Related Links: Articles on CWC 2007
Letters Menu Archival Menu

Guyanese are a most hospitable people and it is this ability to make visitors feel comfortable that has landed some of us in more debt than we could ever imagine.

In the first instance some of us took loans in response to an appeal by the Local Organizing Committee that thousands of visitors would be descending on the country and that they would need somewhere to stay.

The crowds did not come and while some people actually benefited from the Cricket World Cup in that they were able to attract people to their homes the vast majority were left to complain.

Unwittingly they helped the local economy, in that for a while they provided employment and they caused some of the liquidity in the banks to be reduced by way of the loans or simply by the huge withdrawals to facilitate the constructions. They also added value to their homes so that in the event they decide to sell, as many people are doing, they could actually attract much more by way of the selling price.

Others were more enterprising. They knew that there is never much by way of entertainment in this country. If one wants to have some fun, for the greater part one would have to resort to the liquour parlours or rum shops and the few beer gardens that tend to spring up in times of plenty.
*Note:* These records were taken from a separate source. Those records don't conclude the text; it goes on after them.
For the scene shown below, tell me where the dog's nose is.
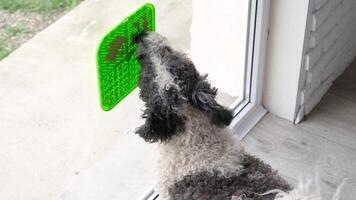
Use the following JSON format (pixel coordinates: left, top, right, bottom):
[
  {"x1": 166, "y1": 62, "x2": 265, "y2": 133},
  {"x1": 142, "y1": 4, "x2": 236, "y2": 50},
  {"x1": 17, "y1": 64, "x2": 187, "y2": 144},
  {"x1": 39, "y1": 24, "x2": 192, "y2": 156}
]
[{"x1": 134, "y1": 31, "x2": 149, "y2": 44}]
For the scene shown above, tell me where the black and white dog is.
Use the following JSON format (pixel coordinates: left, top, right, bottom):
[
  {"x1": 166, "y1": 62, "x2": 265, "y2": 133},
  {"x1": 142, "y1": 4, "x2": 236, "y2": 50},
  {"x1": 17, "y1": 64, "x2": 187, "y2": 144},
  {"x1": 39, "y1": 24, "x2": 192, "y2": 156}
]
[{"x1": 134, "y1": 32, "x2": 321, "y2": 200}]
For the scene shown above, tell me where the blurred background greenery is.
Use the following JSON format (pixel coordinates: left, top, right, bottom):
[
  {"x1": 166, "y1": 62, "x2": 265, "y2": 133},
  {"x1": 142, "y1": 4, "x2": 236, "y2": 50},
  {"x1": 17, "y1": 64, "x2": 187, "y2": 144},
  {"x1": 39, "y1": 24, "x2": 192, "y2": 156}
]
[
  {"x1": 0, "y1": 0, "x2": 83, "y2": 60},
  {"x1": 0, "y1": 0, "x2": 82, "y2": 12}
]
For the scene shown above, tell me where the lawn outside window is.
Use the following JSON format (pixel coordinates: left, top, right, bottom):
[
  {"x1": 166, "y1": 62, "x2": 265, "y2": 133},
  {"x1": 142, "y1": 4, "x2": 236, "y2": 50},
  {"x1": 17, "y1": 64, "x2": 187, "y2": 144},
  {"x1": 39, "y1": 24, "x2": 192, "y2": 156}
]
[{"x1": 0, "y1": 0, "x2": 84, "y2": 60}]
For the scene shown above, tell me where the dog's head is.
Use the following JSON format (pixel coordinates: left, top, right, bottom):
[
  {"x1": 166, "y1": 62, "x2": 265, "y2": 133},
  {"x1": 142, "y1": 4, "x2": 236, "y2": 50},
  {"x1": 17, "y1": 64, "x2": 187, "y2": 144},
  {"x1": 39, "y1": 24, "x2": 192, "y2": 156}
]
[{"x1": 135, "y1": 32, "x2": 233, "y2": 143}]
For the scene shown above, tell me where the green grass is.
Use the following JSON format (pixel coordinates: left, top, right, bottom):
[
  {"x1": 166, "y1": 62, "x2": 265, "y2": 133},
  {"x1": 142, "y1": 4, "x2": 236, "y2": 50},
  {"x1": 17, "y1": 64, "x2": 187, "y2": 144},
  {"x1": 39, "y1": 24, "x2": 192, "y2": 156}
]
[
  {"x1": 3, "y1": 23, "x2": 29, "y2": 36},
  {"x1": 0, "y1": 0, "x2": 82, "y2": 12},
  {"x1": 0, "y1": 0, "x2": 83, "y2": 60},
  {"x1": 0, "y1": 47, "x2": 8, "y2": 60},
  {"x1": 0, "y1": 23, "x2": 30, "y2": 60}
]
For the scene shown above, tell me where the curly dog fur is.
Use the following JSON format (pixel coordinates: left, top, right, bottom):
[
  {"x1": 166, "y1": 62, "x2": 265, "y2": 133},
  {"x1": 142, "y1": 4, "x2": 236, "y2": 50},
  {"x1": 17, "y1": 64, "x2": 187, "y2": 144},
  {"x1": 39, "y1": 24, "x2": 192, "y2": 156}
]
[{"x1": 134, "y1": 32, "x2": 323, "y2": 200}]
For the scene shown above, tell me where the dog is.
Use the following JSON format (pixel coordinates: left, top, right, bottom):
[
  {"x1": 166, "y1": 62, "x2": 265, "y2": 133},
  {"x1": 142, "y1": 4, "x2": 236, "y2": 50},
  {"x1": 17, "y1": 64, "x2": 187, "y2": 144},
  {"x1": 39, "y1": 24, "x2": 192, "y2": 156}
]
[{"x1": 134, "y1": 32, "x2": 322, "y2": 200}]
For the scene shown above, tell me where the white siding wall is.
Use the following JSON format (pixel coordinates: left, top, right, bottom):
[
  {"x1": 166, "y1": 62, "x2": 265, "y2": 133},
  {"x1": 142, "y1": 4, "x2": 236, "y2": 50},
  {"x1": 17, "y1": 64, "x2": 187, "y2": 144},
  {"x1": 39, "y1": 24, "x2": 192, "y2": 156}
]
[{"x1": 295, "y1": 0, "x2": 356, "y2": 122}]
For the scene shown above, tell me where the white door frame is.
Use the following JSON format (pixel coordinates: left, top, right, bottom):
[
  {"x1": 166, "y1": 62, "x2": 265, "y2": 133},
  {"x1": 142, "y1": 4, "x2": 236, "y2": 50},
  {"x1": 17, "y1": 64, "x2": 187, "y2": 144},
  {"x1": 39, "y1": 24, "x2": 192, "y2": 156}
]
[{"x1": 230, "y1": 0, "x2": 270, "y2": 139}]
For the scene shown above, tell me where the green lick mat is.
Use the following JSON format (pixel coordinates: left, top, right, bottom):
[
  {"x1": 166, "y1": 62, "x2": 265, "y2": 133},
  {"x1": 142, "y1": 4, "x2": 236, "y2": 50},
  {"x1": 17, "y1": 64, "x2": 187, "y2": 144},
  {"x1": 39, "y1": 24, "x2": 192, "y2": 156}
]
[{"x1": 97, "y1": 3, "x2": 155, "y2": 111}]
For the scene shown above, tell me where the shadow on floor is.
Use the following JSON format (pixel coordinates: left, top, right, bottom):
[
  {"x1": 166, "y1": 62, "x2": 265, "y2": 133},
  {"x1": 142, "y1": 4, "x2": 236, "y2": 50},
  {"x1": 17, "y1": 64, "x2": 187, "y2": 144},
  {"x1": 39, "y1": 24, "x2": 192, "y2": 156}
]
[{"x1": 243, "y1": 60, "x2": 356, "y2": 199}]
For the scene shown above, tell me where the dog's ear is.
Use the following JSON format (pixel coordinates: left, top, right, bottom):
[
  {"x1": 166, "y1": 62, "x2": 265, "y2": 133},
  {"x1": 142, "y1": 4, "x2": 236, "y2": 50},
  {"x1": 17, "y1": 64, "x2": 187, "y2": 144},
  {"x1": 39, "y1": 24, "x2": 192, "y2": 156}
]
[
  {"x1": 189, "y1": 75, "x2": 233, "y2": 127},
  {"x1": 136, "y1": 86, "x2": 185, "y2": 143}
]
In the city there are the night clubs that offer a range of entertainment that varies between dancing and singing as is the case with karaoke. Little else. The cinemas are defunct. People have been complaining about the paucity of entertainment, and although some entities have tried to expand the range by providing activities such as jazz sessions and other forms of musical entertainment, for the greater part, there is not much people could do.

There has developed a seawall culture at the weekends where people simply go there and create their own entertainment. This phenomenon seems to be growing larger especially since the crowd moved from the vicinity of Le Meridien to the area across from Sheriff Street.
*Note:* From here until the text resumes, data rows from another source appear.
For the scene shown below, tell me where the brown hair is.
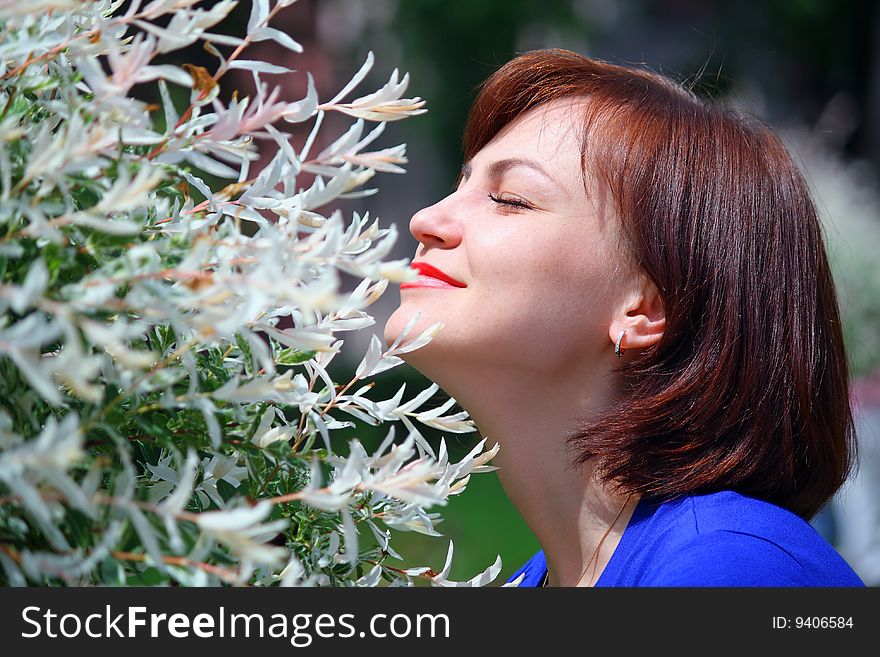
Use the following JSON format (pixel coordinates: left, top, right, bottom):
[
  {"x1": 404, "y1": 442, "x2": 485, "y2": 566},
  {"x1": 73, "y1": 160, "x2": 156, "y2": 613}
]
[{"x1": 463, "y1": 49, "x2": 857, "y2": 520}]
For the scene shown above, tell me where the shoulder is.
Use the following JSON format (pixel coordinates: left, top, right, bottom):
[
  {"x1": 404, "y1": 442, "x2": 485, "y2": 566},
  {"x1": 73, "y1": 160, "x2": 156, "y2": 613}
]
[
  {"x1": 686, "y1": 490, "x2": 809, "y2": 534},
  {"x1": 638, "y1": 491, "x2": 864, "y2": 587},
  {"x1": 643, "y1": 528, "x2": 808, "y2": 586}
]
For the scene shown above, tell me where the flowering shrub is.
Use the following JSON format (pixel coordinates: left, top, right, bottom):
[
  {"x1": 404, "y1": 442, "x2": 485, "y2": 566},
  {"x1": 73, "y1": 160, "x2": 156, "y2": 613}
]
[{"x1": 0, "y1": 0, "x2": 503, "y2": 587}]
But even this form of entertainment is not for everyone. The older folk would not find this very enterprising since the music would be something with which they cannot relate. It therefore came as no surprise when some enterprising people opted to set up entertainment villages during the period when these foreign visitors should descend on Guyana.

One would have expected that entertainment starved older Guyanese would have been among the first to take advantage of this new source of entertainment. The Legends Village at the Demerara Cricket Club Ground in Queenstown has been attracting very few people.

The recreation centre set up by the City Council has fared even worse. It is as if Guyanese eschew entertainment for one reason or the other. We have seen them in their thousands at musical shows having paid large sums just to be there; we have seen them at the National Cultural Centre for plays and beauty pageants.

So why have they not sought to capitalize on cheaper forms of entertainment? It has to be that older people now prefer to stay at home, glued to the television screen. For one, they may still be reacting to the crime wave that almost shut down the country. But then again, they may be contemplating the dollar which is in very short supply and hard to come by unless one is into some illegal activity.

If indeed it is a case that older Guyanese are no longer keen for clean entertainment then the society has changed radically and Guyanese are heading toward the dark ages. We know that good plays are no longer being staged; and that concerts are fast becoming things of the past.

But then again, the recreation centres might not have attracted too many people because they saved and spent heavily to go to the World Cup cricket match featuring West Indies and Sri Lanka. That would have cost the ordinary men a pretty penny, and having come and gone, the ordinary people are now broke--too broke to even have some form of entertainment.